In April 2013, Tencent confirmed a strategic alliance with SNK Playmore, developers of the King of Fighters series, and the first step was including characters Terry Bogard and Benimaru Nikaido as guest fighters for the game: The two characters were added to the game in August 2013.

The game's distinctive visual style consisted on sprites over 3D backgrounds. The character sprites were created via 3D models later photographed and retouched to give the appearance of traditional 2D sprites. That also allowed the designers to include alternative skins (alternate costumes) for the characters, which were added via updates.

Somewhere after May 2014, Jade Studio was dismantled following a restructuring plan by Tencent, and the game entered what Tencent called at the time a development hiatus. The SNK guest characters were "temporarily removed" from Xuan Dou Zhi Wang on January 5, 2015, as a consequence of this reassignment, but developers stated the rights over those characters would be reacquired later.

== Fantasy Fighter ==
In September 2013, a spin-off of the game for mobile systems was announced. It departed from the gameplay of the PC version and plays instead as a 1-player beat'em up game. The spinoff, titled Tian Tian Xuan Dou (天天炫斗, Fighting Days) was released for iOS and Android and released in English language as Fantasy Fighter. The game featured redesigns of characters Yan, Claire, Brazel, Ell Blue, Kaoru Kuraki and Seal, as well as original characters not present in the fighting game for PC:
- Catherine (凯瑟琳, Kǎisèlín), a card-wielding female magician.
- Constantine (康士坦丁, Kāngshì Tǎn Dīng), a Shinigami equipped with a scythe and demonic powers.
- Looli (洛漓, Luò Kí). A witch that's bonded to her dead sister Luo Ling. She employs a variety of supernatural attacks of her katana as a mean of attack.
- Lv Bu (吕布, Lǚbù), guest character from Honor of Kings that fights with a huge trident and rides a horse.
- Tidal (龙汐, Lóng Xī), A woman armed with a spear imbued with the power of the dragon.
- Kagura Suzune (神乐铃音, Shén Lè Líng Yīn), a beautiful geisha that defends using hand fans, umbrellas and traditional Japanese dance moves.
- Lucas (卢卡斯, Lú Kǎ Sī), a young man that fights with a flying skateboard.
- Xuanxuan (炫炫, Xuàn Xuàn), a female "Shadow Apostle" wearing a cat hoodie, that fights using dark magic in form of blades and chains.
- Star (星烬, Xīng Jìn), a boy wielding an energy switchblade that can turn into different kinds of weapons.

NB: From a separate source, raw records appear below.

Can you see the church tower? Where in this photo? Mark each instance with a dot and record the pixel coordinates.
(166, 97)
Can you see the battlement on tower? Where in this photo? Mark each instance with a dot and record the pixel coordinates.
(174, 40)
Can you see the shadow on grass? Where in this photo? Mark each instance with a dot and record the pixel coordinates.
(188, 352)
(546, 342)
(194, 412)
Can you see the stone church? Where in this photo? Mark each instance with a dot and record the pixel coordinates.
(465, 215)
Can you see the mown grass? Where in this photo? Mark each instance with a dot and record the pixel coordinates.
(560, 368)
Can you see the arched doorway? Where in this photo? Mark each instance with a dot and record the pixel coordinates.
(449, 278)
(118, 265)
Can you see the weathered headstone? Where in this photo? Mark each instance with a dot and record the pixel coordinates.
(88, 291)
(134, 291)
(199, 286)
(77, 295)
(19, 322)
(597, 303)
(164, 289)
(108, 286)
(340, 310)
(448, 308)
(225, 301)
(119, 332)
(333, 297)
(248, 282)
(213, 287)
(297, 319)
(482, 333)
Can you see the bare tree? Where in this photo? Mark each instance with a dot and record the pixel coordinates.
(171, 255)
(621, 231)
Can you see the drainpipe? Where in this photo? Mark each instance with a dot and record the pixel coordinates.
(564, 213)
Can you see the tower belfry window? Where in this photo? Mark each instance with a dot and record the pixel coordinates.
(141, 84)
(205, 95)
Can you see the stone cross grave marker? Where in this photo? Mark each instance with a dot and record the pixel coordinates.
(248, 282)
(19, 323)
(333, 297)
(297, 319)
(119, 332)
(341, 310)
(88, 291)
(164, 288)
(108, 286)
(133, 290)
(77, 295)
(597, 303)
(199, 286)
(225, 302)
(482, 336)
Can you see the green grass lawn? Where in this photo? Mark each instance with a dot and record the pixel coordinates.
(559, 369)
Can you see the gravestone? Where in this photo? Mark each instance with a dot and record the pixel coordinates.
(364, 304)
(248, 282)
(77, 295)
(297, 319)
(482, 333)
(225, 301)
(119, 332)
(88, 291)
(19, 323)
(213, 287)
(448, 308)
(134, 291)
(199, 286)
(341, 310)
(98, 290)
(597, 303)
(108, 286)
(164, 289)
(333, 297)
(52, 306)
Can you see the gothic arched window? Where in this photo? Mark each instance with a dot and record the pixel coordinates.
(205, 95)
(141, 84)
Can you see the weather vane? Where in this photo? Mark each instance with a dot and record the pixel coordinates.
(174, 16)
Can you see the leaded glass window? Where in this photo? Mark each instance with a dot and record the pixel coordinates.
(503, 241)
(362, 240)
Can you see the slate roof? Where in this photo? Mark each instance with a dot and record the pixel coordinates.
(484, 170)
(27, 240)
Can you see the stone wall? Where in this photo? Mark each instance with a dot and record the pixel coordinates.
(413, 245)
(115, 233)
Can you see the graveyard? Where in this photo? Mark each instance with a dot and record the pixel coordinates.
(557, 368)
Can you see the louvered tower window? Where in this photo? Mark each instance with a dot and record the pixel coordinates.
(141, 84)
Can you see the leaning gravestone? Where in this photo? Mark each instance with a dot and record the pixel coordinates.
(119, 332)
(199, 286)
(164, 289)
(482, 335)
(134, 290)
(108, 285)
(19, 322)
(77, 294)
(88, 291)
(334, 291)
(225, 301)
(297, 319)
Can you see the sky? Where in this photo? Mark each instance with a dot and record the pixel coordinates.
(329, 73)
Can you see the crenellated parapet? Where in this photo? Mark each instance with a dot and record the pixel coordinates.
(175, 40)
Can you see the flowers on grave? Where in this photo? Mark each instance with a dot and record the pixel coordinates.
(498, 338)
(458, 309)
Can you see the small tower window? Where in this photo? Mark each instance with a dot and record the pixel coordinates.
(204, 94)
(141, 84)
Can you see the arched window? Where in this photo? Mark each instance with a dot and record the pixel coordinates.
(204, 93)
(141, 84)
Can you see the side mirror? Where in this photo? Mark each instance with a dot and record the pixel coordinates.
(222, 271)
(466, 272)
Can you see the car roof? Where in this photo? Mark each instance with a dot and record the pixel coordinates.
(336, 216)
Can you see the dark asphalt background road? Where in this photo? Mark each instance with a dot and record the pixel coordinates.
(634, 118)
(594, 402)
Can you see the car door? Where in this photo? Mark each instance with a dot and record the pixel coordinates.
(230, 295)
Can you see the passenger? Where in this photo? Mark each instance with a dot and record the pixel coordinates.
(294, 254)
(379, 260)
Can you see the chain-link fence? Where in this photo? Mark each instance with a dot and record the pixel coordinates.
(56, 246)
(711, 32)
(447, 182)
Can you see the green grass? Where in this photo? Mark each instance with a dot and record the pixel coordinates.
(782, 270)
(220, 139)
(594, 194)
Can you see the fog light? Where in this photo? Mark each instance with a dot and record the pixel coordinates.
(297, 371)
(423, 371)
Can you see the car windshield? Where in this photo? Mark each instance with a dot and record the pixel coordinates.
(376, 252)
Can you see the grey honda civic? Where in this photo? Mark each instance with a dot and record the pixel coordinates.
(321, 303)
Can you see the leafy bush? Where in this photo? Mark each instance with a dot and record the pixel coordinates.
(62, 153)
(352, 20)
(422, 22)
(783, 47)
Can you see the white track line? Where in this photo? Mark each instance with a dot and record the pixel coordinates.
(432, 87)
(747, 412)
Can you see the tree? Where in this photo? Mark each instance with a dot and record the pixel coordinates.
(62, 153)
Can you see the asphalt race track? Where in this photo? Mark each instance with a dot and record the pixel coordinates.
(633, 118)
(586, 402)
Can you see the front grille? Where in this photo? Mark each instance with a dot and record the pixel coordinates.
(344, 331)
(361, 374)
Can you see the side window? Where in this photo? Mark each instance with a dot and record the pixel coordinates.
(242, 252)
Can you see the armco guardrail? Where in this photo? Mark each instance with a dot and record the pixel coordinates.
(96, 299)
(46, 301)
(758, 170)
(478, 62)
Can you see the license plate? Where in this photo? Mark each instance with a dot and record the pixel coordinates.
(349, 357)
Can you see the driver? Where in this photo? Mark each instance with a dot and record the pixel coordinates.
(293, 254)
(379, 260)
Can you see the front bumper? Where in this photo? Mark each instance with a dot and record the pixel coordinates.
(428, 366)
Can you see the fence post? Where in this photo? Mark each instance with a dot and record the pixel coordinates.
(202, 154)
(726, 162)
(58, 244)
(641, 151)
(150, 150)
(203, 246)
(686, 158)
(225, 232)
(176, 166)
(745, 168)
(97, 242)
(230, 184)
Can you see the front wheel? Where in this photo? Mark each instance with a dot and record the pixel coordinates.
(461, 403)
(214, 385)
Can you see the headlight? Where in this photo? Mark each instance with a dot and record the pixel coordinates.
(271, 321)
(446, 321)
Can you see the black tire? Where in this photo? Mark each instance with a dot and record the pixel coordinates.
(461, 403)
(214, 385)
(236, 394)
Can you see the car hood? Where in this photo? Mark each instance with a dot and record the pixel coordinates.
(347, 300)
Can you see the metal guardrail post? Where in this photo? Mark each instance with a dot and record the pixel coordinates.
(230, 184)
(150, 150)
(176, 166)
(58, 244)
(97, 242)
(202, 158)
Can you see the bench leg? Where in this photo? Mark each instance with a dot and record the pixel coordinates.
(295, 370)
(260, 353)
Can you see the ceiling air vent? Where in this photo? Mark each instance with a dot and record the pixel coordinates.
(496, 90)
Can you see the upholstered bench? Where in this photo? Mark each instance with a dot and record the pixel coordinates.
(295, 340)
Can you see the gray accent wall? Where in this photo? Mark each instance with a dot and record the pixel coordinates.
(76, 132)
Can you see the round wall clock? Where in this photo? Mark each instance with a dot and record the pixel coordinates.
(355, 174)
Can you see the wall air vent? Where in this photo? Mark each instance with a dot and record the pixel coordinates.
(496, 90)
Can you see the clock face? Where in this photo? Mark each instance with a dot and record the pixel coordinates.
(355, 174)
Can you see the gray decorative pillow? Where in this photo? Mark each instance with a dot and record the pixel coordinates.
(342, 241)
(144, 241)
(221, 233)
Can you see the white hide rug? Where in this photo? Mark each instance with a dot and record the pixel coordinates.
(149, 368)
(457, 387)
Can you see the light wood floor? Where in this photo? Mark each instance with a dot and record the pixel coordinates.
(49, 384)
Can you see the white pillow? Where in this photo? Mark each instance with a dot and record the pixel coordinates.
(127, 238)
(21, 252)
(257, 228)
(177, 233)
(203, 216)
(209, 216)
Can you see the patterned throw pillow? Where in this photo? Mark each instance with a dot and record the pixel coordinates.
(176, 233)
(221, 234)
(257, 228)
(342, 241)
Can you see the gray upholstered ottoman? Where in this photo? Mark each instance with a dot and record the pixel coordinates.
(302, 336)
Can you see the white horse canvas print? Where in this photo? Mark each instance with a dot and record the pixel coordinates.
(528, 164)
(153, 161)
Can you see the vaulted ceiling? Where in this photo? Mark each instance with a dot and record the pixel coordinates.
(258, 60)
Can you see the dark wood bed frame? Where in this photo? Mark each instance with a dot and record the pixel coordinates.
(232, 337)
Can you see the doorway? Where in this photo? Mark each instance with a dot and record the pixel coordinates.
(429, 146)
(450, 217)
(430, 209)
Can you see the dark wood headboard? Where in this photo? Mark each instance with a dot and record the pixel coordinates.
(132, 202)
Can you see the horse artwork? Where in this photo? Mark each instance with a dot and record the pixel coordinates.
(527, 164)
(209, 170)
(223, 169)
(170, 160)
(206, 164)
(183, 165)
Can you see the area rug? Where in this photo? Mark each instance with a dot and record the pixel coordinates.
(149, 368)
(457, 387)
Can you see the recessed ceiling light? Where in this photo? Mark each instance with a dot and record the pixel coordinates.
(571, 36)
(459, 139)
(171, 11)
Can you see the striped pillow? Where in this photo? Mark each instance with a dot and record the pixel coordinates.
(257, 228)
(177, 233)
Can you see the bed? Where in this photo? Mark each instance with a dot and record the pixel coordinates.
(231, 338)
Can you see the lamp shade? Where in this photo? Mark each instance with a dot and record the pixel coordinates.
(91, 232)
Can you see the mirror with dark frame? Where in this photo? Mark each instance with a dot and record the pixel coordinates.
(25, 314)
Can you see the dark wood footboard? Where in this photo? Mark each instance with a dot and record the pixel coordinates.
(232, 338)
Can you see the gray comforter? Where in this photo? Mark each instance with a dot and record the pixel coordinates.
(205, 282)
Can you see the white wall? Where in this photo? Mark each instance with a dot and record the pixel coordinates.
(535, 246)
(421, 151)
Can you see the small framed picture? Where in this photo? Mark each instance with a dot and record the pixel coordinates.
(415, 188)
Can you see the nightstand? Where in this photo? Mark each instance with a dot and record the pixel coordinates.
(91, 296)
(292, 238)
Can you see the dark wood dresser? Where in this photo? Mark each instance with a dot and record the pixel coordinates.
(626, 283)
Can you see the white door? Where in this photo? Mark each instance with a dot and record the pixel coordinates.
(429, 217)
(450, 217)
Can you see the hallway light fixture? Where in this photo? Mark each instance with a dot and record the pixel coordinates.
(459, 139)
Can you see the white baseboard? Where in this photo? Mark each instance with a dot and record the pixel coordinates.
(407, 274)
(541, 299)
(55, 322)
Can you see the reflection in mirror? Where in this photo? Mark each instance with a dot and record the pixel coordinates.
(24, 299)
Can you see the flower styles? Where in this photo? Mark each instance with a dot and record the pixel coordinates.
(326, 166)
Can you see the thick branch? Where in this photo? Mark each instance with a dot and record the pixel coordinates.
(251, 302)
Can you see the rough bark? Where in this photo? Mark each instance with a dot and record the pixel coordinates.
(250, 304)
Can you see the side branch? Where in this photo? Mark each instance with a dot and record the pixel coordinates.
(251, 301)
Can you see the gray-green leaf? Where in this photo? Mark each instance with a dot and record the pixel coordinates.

Guest characters from The King of Fighters series Kyo Kusanagi and Mai Shiranui were announced and subsequently added to the game in 2015, but later removed.
The English version of Fantasy Fighter was shut down in February 2018.

==Reception==
At first, the game was received with skepticism or derision from Chinese players, that considered it a shameless knock-off of The King of Fighters series. After it was reported to Western media for first time, it received similar criticism. However, after the alliance with SNK, as well as more original characters being developed, this criticism softened.